When I was a more youthful man, just arrived in New York, and I found I needed to clothe my feet, I headed down to 8th Street in the Village. There, I recall, were at least a dozen show stores, some obviously of many years standing. Literally one shoe shop after another. It was very easy to shop and compare goods and prices. And I always went home with shoes.
In recent years, however, you see less shoe stores and move of the above: vacant storefronts. Also various crappy eateries and assorted oddball businesses. The street is a lane of economic depression. Da'Vinci, seen up top, is one of the footwear survivors. (Great sign, by the way.) I remember it being there in the late '80s, though I'm sure it's older than that. I found two others left, including Kinway, below. Otherwise, this is no longer a shoe street.
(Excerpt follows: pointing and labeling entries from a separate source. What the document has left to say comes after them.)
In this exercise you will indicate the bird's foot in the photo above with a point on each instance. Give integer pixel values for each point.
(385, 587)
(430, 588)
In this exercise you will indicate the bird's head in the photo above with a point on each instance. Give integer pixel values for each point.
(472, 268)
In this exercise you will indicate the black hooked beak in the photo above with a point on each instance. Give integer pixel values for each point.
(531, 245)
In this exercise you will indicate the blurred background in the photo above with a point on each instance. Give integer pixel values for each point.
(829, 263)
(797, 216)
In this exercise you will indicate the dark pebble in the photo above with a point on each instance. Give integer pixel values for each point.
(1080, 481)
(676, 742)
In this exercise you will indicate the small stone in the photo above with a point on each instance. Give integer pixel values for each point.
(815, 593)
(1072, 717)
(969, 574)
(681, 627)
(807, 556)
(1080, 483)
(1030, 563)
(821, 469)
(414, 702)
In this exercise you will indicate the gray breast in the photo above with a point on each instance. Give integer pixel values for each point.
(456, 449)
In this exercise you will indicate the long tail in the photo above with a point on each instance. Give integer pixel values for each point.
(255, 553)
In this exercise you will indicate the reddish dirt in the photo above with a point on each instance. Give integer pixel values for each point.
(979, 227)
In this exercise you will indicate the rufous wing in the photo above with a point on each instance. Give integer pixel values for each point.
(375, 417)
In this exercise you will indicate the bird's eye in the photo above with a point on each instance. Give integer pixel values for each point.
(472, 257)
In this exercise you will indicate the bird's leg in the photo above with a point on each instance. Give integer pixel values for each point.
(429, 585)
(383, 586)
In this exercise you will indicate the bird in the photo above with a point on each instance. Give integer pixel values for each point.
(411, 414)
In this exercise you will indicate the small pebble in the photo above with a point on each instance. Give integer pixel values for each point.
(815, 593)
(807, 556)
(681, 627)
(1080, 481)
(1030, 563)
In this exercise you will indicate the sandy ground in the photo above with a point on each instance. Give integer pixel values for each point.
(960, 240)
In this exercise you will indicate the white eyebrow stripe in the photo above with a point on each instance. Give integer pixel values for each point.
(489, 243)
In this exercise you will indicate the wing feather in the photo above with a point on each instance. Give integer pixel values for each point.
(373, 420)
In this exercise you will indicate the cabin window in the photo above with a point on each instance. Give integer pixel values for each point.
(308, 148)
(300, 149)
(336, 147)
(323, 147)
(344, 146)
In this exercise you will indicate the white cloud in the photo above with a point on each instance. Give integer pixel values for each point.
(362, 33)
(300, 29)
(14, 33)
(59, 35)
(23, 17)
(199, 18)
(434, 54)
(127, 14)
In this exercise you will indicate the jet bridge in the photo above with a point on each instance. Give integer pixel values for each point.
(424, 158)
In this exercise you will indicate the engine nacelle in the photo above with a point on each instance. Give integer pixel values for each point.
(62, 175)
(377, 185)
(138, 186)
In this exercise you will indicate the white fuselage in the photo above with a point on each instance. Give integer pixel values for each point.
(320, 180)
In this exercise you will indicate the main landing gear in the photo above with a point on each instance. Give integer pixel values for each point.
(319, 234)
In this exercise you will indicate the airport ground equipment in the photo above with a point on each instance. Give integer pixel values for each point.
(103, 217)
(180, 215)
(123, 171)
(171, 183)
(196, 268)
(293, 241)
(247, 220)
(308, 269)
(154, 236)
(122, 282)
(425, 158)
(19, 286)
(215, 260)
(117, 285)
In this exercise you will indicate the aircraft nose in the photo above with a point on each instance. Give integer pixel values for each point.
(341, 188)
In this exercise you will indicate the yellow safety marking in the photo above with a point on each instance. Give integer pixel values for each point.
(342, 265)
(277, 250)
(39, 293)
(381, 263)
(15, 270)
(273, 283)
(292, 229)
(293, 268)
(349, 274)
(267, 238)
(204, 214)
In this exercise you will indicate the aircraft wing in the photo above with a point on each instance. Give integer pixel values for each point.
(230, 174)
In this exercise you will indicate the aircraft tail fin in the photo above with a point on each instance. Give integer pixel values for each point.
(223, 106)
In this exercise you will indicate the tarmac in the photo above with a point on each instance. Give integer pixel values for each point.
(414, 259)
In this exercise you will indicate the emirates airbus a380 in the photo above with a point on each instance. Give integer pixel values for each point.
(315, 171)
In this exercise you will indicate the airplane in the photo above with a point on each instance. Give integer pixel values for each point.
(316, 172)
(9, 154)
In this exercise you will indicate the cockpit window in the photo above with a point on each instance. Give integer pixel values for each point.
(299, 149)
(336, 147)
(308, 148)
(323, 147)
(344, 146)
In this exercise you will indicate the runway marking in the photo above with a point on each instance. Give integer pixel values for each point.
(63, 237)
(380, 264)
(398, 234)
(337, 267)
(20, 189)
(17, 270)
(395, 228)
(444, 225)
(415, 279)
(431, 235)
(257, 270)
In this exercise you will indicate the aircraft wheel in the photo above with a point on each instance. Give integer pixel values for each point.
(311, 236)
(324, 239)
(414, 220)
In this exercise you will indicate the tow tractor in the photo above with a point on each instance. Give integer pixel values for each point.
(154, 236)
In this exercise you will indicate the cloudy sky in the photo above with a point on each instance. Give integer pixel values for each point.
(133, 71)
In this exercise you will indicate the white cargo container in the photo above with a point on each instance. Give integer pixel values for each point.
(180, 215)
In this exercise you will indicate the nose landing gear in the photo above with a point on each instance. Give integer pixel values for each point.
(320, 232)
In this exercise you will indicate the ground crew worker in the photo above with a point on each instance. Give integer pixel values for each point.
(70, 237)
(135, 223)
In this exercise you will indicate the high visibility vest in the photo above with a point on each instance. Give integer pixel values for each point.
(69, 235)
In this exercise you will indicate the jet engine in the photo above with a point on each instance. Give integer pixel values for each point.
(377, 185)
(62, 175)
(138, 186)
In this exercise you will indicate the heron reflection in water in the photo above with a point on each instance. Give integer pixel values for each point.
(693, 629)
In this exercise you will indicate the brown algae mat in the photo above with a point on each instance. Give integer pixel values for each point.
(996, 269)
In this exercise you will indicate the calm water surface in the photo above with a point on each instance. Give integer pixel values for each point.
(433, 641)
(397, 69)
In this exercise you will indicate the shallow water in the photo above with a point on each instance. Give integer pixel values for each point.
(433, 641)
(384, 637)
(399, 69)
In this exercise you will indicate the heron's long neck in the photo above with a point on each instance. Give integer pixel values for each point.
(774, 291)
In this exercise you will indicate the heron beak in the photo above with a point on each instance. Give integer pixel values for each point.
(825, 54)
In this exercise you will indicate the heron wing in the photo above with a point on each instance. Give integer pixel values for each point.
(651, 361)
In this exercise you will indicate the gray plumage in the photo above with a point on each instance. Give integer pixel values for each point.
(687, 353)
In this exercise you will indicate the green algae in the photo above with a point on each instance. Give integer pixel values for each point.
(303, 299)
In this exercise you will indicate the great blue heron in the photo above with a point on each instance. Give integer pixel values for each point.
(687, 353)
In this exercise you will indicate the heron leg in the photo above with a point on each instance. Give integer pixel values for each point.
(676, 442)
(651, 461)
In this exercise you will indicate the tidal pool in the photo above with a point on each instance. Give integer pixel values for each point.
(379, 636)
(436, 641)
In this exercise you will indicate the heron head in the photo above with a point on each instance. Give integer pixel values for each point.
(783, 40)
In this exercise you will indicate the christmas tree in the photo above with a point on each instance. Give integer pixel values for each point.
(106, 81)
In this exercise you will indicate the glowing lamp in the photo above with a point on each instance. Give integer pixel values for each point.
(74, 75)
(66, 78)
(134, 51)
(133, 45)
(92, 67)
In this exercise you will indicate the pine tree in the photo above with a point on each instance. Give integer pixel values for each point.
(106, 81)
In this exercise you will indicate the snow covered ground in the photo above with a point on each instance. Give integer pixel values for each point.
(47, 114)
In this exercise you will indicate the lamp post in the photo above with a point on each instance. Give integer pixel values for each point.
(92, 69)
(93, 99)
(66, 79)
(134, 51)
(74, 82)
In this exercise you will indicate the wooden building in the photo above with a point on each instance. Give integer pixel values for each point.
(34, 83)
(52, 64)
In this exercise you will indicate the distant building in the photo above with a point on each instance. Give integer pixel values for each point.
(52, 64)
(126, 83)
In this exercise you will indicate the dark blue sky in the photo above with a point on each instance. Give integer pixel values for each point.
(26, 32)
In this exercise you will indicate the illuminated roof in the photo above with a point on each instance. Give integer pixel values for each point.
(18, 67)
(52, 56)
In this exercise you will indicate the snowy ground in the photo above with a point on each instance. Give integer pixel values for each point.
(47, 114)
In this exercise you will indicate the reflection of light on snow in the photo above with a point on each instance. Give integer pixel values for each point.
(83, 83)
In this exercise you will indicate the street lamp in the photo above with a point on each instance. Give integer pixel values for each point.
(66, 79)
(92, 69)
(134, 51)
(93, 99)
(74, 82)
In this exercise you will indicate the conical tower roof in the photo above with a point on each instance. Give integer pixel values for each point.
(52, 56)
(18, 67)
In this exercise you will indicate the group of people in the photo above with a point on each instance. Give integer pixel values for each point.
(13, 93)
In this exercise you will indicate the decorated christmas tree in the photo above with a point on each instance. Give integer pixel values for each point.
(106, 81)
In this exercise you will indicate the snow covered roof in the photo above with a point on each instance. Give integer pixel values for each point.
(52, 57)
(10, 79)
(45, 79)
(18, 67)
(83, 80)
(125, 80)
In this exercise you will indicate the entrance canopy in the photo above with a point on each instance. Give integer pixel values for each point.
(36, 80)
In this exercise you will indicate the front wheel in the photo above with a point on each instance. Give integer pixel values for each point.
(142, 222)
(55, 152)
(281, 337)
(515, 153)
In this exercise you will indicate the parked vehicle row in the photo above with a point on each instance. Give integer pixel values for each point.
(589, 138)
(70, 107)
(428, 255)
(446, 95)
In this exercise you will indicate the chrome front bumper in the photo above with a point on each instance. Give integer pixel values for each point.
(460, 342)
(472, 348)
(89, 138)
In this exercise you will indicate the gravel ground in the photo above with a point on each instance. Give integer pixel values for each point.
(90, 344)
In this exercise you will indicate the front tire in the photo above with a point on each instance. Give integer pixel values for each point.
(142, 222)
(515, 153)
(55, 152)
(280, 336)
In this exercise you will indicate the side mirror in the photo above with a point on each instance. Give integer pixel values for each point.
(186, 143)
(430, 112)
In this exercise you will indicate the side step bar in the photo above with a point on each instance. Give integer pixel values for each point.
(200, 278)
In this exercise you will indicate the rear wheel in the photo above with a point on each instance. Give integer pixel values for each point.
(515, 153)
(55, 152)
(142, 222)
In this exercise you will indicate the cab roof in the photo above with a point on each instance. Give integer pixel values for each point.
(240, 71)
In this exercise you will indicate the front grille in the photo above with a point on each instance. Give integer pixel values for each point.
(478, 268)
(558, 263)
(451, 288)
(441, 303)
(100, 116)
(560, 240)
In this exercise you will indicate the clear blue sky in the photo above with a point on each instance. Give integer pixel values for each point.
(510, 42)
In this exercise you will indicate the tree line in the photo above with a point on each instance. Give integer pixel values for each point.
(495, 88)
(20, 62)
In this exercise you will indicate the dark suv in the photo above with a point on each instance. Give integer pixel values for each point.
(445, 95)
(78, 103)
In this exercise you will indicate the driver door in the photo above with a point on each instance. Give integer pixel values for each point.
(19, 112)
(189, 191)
Why did it change? Well, streets evolve. After all, in the first half of the 20th century, 8th Street was known for its many new and used book stores. Then it was shoes. Now the lane is on its way to something else. But it's also the same old story: rising rents. They began to go up in the first decade of the 21st century and the shoe merchants left, including the Village Cobbler, at 60 W. 8th Street, which sort of anchored the block. (No one ever got rich selling shoes.) Like so many landlords around the city, those of 8th Street hoped to attract high-paying restaurants. But that hasn't happened.